A news report published recently in The Hindustan Times, reports that the Samskrita Bharati, a non-profit organization associated with the Rashtriya Swayam Sevak Sangh, will launch an outreach drive to propagate the use of Sanskrit throughout India.
Does a nation require a common link language?
The report states that the organization’s one-day campaign called 'Graham Graham Samskritam' (Sanskrit in every home) is aimed at establishing Sanskrit as the 'rajbhasha', a pan-India medium of spoken and written language. While the idea of having a single common language as a means of communication still has many takers in India it is so old-school that many advanced nations have abandoned such policies in favour of providing equal rights and privileges to all linguistic communities.
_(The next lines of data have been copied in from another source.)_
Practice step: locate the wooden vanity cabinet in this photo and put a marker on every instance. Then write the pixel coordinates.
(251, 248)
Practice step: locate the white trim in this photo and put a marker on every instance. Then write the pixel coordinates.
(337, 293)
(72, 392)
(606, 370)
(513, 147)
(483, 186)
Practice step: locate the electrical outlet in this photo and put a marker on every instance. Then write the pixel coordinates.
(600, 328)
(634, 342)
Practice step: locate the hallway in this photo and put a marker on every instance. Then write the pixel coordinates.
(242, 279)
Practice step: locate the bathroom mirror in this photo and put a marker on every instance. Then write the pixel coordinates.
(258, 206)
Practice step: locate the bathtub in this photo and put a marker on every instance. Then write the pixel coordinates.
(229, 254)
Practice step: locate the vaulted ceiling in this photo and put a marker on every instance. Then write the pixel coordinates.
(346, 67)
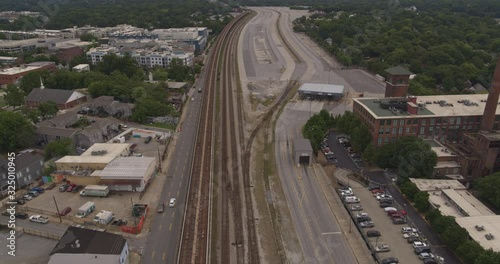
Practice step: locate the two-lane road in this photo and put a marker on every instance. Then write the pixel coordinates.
(163, 241)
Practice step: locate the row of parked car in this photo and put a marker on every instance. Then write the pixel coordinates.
(412, 235)
(70, 188)
(364, 221)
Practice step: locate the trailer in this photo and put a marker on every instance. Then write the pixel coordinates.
(95, 190)
(85, 210)
(104, 217)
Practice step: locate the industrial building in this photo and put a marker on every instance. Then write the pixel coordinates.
(83, 246)
(321, 91)
(128, 174)
(453, 199)
(302, 152)
(468, 124)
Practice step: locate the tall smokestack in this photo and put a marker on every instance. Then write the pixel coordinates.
(492, 102)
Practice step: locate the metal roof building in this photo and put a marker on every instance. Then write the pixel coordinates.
(302, 151)
(322, 90)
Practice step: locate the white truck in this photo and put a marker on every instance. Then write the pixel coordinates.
(95, 190)
(85, 210)
(39, 219)
(104, 217)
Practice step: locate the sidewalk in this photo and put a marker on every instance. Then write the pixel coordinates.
(356, 242)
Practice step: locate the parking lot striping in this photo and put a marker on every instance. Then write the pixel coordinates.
(332, 233)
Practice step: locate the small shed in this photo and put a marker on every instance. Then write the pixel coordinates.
(302, 152)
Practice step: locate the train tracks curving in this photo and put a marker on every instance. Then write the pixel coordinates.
(195, 238)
So, how long are we going to continue to fool ourselves that the Indian Union needs a 'link language' that will serve as some kind of a unifying factor?
It seems natural that nations, which are linguistically diverse should promote a link language to help facilitate communication across all its regions and also to serve as a national unifying factor. But as we have learnt from history, in the instances of Bangladesh, USSR etc., such attempts have mostly been counter-productive leading to frictions between linguistic groups and ethnicities, and have often resulted in disintegration of nations. On the other hand promoting different languages can enhance mutual trust between language groups and help achieve unity that national governments strive for. This can be seen in several countries in Europe like Belgium and Finland, where all languages are treated on par and the rights of its speakers are protected as a state policy. The European Union actively encourages fostering of linguistic and cultural diversities, as a way to promote integration between its member states.
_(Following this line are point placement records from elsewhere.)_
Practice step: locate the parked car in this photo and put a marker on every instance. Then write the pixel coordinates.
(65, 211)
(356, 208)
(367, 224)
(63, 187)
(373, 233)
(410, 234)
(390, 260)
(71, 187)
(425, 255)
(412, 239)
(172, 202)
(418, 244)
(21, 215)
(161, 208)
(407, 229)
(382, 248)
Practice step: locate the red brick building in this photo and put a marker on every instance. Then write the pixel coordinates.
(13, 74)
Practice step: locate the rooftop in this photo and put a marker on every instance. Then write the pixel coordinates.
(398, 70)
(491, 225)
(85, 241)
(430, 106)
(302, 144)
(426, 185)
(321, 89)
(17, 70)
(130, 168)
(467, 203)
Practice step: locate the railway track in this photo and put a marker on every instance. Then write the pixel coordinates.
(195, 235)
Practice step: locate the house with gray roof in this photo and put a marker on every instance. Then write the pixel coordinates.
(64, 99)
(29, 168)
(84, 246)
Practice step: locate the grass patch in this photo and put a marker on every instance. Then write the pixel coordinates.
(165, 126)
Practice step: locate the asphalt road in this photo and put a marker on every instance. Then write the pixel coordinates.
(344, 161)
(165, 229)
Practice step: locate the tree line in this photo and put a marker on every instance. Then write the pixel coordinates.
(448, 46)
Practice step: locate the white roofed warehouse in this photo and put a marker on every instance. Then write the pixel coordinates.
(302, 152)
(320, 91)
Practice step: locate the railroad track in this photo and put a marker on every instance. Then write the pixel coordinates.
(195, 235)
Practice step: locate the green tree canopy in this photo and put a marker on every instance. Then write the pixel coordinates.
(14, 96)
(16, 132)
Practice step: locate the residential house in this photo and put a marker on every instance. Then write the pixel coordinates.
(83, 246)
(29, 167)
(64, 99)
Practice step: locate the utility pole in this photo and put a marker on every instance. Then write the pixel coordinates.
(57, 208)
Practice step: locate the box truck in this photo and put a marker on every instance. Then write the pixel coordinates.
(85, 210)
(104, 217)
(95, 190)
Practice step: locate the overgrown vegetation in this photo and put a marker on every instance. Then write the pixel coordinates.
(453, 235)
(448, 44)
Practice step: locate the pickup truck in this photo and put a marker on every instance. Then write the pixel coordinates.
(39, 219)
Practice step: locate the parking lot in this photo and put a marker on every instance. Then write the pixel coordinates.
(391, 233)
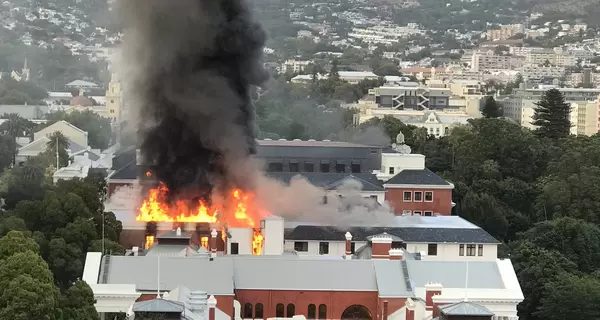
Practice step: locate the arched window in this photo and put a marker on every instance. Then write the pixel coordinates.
(248, 311)
(291, 310)
(258, 311)
(322, 311)
(312, 311)
(279, 311)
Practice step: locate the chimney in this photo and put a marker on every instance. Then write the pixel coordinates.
(385, 310)
(348, 246)
(212, 304)
(431, 289)
(213, 243)
(380, 246)
(410, 309)
(396, 254)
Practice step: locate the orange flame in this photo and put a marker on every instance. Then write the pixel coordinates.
(257, 241)
(239, 206)
(149, 242)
How pragmatic is the promotion of Sanskrit in this age?
Questions of pragmatism and practical sense also arise. Sanskrit may have been used as a liturgical language by the learned few for more than two millennia in India but as linguists and historians attest, it (proto Sanskrit) evolved into various Prakrits more than two thousand years ago. These Prakrits evolved into the various languages and dialects spoken across the northern part of India today. What is the point in bringing back to speech (to whatever possible extent) a language that has already evolved into various languages and dialects? As we know it, speech is constantly under flux. So, even if one succeeded in bringing Sanskrit back to speech in a few groups and regions, it will inevitably change and evolve into different dialects in decades and centuries to come. Should one take up the Sanskrit campaign again then? This is not only so unnecessary and inefficient but also counter-productive.
Instead, it makes a lot more sense to promote various languages spoken across the country in education, administration and in all other possible spheres of life. It will not only help literacy and education, but also help people obtain citizen services and official government communication in the language they are most comfortable with. Often, some people argue that promotion of Sanskrit will enrich the other Indian languages too, but linguistically speaking this is a false argument. Also, why is Sanskrit being taken to every home? Don’t these homes already speak their mother tongues? What is the need to oblige them to speak Sanskrit in place of their respective mother tongues?
How good is Sanskrit as the medium of instruction?
The organization has also submitted a proposal to the Union government, says the report, to continue to use the mother tongue as the medium of instruction between class 1 and 8 and move to the Sanskrit medium from class 9 onwards. It is scientifically proven that for a child there is no better medium of instruction than his/ her mother tongue. In this respect the organization's proposal to use the mother tongue in the primary education is right. But its suggestion to switch to Sanskrit medium from class 9 is not justified. The decision to use a particular language or languages of instruction in schools should, at the most, be left to respective linguistic communities. Linguistic communities may work with their respective state governments towards an acceptable resolution on the medium of instruction if needed. Recommending Sanskrit medium to the children of several hundreds of different linguistic communities across a vast landmass of a billion plus population, without the consultation of the communities themselves is not correct.
In Karnatique, we have always supported the mother tongue as the medium of instruction, for scientific reasons. Not just primary education, even offering higher education in the mother tongue will benefit the respective linguistic communities. For their own benefit, linguistic communities should work towards that goal. But trying to promote a different language, be it English, Hindi or even Sanskrit as medium of instruction will be counter-productive. It should be noted that no country has ever progressed by using a language other than people’s language in education.
Such proposals to the Union Government too are inappropriate as the Union represents all linguistic communities and not just one or two. Private organizations are free to promote any language but they should not go to the extent of violating linguistic rights of other linguistic communities. Encouraging people to learn Sanskrit and teaching the language through private institutes and classes are all fine, but promoting it with the intent of making it a pan-India language, especially by using one’s influence in the Union Government, in order to serve as a language of official use throughout the country or introducing it as a medium of instruction in education on various other unsuspecting linguistic groups is a mistake.